In the cyclic method we set $\omega^{(k+1)}\in\otimes_{s=1}^p\Gamma_s(\omega^{(k)}).$ In a little bit more detail this means $\begin{align*} \omega^{(k,0)}&=\omega^{(k)},\\ \omega^{(k,1)}&\in\Gamma_s(\omega^{(k,0)}),\\ \cdots&\in\cdots,\\ \omega^{(k,p)}&\in\Gamma_s(\omega^{(k,p-1)}),\\ \omega^{(k+1)}&=\omega^{(k,p)}. \end{align*}$ Since $\omega\in\Delta_s(\omega),$ we see that, for both methods, if $\xi\in\Gamma(\omega)$ then $\psi(\xi)\leq\psi(\omega).$ This implies that Theorem \ref{T:triv} continues to apply to this generalized block relaxation method.

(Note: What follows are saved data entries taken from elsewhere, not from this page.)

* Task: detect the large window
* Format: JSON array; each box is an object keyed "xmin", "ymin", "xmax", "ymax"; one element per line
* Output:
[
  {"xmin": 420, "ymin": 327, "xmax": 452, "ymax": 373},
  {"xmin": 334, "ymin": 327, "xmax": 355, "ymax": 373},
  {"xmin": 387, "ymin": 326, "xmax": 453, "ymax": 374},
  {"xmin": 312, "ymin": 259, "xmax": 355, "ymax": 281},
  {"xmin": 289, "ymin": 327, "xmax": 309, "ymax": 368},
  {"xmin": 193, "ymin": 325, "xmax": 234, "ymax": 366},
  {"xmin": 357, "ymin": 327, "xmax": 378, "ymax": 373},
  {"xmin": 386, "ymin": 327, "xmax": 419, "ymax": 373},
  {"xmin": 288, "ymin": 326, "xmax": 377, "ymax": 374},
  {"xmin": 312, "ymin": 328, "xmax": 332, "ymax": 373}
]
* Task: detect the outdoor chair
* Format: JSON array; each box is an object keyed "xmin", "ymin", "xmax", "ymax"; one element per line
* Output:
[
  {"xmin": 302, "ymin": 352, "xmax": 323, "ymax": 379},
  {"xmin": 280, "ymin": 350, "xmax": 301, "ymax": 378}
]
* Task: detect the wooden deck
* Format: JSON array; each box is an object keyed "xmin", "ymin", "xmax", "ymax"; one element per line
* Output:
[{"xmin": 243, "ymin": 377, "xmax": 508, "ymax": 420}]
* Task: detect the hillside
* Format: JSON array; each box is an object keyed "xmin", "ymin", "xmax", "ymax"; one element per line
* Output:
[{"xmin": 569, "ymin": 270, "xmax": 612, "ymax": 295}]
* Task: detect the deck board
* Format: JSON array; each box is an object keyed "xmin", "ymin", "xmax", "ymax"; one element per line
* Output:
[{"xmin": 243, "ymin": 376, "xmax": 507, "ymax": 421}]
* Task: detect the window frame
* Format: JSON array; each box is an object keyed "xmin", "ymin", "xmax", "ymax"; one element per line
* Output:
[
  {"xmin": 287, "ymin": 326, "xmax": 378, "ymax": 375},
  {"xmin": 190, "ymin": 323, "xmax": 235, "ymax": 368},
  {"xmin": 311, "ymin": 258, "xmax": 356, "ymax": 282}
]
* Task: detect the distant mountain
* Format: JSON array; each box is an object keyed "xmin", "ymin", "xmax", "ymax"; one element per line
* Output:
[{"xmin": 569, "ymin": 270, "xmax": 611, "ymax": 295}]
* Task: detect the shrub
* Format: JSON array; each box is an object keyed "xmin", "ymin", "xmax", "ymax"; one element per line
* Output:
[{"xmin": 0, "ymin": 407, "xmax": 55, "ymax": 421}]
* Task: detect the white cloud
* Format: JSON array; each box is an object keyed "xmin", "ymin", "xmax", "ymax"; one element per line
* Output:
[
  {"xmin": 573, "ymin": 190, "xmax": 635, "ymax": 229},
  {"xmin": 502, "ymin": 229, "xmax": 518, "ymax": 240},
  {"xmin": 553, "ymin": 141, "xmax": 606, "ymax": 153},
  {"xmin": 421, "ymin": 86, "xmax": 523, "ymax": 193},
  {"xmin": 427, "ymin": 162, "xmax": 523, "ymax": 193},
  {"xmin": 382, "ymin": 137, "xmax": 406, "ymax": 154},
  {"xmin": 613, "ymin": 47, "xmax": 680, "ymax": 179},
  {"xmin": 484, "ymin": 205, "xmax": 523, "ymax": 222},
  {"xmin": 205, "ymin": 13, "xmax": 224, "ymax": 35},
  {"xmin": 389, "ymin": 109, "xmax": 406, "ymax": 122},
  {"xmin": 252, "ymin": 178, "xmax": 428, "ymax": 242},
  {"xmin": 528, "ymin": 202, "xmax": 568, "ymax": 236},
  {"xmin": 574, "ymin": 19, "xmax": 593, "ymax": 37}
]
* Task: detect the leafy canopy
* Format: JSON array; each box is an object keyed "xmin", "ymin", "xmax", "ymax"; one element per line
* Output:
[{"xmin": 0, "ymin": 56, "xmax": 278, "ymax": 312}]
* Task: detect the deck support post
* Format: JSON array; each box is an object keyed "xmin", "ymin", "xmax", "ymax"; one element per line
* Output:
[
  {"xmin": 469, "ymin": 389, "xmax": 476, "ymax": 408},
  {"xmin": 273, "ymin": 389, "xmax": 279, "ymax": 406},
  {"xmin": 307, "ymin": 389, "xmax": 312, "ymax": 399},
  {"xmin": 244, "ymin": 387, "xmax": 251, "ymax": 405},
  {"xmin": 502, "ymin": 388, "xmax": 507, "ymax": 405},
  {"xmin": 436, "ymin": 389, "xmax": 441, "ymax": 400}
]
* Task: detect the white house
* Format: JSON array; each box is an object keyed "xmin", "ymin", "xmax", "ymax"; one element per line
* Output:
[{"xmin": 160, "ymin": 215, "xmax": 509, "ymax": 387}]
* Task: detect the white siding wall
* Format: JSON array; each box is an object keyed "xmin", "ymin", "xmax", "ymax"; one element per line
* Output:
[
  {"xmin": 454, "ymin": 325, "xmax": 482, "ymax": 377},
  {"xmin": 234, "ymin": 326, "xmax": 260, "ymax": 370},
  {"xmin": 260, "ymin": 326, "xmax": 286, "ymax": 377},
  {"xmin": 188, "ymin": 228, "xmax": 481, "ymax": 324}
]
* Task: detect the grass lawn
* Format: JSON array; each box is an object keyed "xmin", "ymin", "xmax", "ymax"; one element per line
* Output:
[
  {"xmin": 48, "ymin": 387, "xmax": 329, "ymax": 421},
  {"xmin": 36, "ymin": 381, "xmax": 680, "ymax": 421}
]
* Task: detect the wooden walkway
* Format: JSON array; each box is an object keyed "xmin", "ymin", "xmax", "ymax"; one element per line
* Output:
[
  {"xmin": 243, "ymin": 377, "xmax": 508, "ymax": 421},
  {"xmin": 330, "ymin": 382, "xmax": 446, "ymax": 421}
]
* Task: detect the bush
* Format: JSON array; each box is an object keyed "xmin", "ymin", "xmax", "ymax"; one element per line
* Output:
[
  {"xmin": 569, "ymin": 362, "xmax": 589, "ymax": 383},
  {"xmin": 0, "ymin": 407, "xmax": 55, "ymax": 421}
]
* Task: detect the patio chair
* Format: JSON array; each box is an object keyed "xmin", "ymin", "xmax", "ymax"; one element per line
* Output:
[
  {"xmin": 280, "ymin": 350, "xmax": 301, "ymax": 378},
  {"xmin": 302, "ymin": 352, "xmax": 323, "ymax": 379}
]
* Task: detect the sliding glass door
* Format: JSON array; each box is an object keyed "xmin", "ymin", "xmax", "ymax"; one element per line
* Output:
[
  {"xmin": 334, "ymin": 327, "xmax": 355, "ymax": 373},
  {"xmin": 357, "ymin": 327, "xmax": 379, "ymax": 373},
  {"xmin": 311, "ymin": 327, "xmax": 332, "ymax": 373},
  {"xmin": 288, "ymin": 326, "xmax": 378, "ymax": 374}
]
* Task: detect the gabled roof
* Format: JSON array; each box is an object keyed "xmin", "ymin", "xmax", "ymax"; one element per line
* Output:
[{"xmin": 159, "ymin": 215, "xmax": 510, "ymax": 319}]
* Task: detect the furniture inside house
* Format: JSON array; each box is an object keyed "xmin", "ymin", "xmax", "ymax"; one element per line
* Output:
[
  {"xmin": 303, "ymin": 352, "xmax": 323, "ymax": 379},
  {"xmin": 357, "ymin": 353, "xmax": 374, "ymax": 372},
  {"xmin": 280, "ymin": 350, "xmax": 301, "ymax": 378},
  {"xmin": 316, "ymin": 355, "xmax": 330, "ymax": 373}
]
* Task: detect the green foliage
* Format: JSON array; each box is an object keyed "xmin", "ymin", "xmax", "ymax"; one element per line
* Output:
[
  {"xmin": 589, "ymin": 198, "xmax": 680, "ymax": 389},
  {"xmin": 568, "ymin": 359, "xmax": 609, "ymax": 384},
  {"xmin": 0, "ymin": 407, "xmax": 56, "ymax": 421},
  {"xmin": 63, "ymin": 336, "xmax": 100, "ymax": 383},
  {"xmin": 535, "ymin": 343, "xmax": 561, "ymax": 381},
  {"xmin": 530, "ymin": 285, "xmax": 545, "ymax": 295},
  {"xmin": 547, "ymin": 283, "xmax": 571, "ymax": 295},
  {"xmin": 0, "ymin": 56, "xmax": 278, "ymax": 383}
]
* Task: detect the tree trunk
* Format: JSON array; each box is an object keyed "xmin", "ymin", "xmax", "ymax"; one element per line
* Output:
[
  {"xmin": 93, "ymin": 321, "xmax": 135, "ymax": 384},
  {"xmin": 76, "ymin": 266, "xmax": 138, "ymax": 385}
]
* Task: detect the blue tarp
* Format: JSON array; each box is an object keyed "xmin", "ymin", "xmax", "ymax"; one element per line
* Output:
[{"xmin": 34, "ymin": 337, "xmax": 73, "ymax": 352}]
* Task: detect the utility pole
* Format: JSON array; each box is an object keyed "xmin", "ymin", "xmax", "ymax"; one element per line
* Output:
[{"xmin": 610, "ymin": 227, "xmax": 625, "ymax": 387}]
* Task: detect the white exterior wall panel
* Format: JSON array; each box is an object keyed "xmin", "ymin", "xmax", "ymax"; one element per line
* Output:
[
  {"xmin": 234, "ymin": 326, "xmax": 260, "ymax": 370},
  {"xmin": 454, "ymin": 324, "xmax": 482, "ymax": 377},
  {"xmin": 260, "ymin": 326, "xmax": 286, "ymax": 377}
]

A simple example of the $\Delta_s$ is the following. Suppose the $G_s$ are arbitrary mappings defined on $\Omega.$ They need not even be real-valued. Then we can set $\Delta_s(\omega)\mathop{=}\limits^{\Delta}\{\xi\in\Omega\mid G_s(\xi)=G_s(\omega)\}.$ Obviously $\omega\in\Delta_s(\omega)$ for this choice of $\Delta_s.$

There are some interesting special cases. If $G_s$ projects on a subspace of $\Omega,$ then $\Delta(\omega)$ is the set of all $\xi$ which project into the same point as $\omega.$ By defining the subspaces using blocks of coordinates, we recover the usual block-relaxation method discussed in the previous section. In a statistical context, in combination with the EM algorithm, functional constraints of the form $G_s(\overline\omega)=G_s(\omega)$ were used by Meng and Rubin \citep{menru}. They call the resulting algorithm the ECM algorithm.